April 20, 2010 | Amy-Lynn Smith | Comments (1)


Barney_Gumble.jpgI work in an overwhelmingly male dominated office. Given that the industry I'm in is testosterone heavy, this is no surprise. I'm fully aware of this and it generally never bothers me. The fact that I curse like a trucker thanks to my French Canadian mother, enjoy violent explody movies and filthy jokes help make the day to day stuff working in the world of men pretty easy for the most part.

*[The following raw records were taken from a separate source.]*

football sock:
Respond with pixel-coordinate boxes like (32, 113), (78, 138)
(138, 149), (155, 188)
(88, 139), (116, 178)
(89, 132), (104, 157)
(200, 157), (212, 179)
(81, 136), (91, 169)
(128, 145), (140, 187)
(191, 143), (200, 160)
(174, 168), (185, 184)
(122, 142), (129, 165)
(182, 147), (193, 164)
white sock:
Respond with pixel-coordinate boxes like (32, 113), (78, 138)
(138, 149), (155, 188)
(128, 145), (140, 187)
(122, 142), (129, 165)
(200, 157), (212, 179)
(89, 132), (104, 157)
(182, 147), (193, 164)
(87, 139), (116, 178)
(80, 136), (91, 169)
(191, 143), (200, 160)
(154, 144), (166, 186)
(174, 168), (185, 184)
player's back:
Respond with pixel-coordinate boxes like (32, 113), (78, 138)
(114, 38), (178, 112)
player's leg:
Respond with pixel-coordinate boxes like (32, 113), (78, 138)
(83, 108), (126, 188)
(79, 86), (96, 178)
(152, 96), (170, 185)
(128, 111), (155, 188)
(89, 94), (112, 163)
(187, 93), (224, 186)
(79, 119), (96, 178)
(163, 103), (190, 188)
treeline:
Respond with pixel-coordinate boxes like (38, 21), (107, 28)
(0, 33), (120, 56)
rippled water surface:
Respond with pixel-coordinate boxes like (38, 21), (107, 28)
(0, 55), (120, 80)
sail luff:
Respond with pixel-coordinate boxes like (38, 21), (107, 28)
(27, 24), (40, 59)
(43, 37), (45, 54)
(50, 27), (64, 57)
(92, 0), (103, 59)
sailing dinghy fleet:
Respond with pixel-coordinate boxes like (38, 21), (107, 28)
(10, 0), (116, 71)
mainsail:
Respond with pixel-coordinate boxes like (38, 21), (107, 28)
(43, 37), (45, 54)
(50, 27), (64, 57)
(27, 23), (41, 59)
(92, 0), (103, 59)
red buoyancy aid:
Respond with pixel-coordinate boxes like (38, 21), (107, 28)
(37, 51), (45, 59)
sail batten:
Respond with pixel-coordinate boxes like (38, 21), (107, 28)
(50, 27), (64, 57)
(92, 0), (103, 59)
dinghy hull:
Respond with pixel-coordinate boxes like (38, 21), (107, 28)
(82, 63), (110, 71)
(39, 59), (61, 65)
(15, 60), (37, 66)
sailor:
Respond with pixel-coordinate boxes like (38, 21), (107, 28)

What I just can't accept as the norm is the belching. If you break wind in your office, I don't have to be there to smell it, so enjoy your self-inflicted gas chamber. Wanna scratch your balls? Fine, I'm looking you right in the eye...go nuts. But let loose a big, rancid belch while I'm talking to you? I'd rather you spit in my face, quite frankly. Nothing turns my stomach more than the sound of someone essentially puking at the top of their lungs. Gross...just gross, dude. And some of the guys here have become very adept at sending the sound ringing up and down the hallway for all of us to enjoy. Closed doors have no effect, not when it's as loud as a backhoe tearing up a parking lot. It's not a contest, no one wants to listen to your stomach heaving while you try to generate the most disgusting sound you possibly can.

So knock it off. No one thinks it's cute. No one thinks it's charming. The only thing I get from someone who belches as part of regular discourse with fellow human beings is that they have zero social skills but a mighty fine digestive system.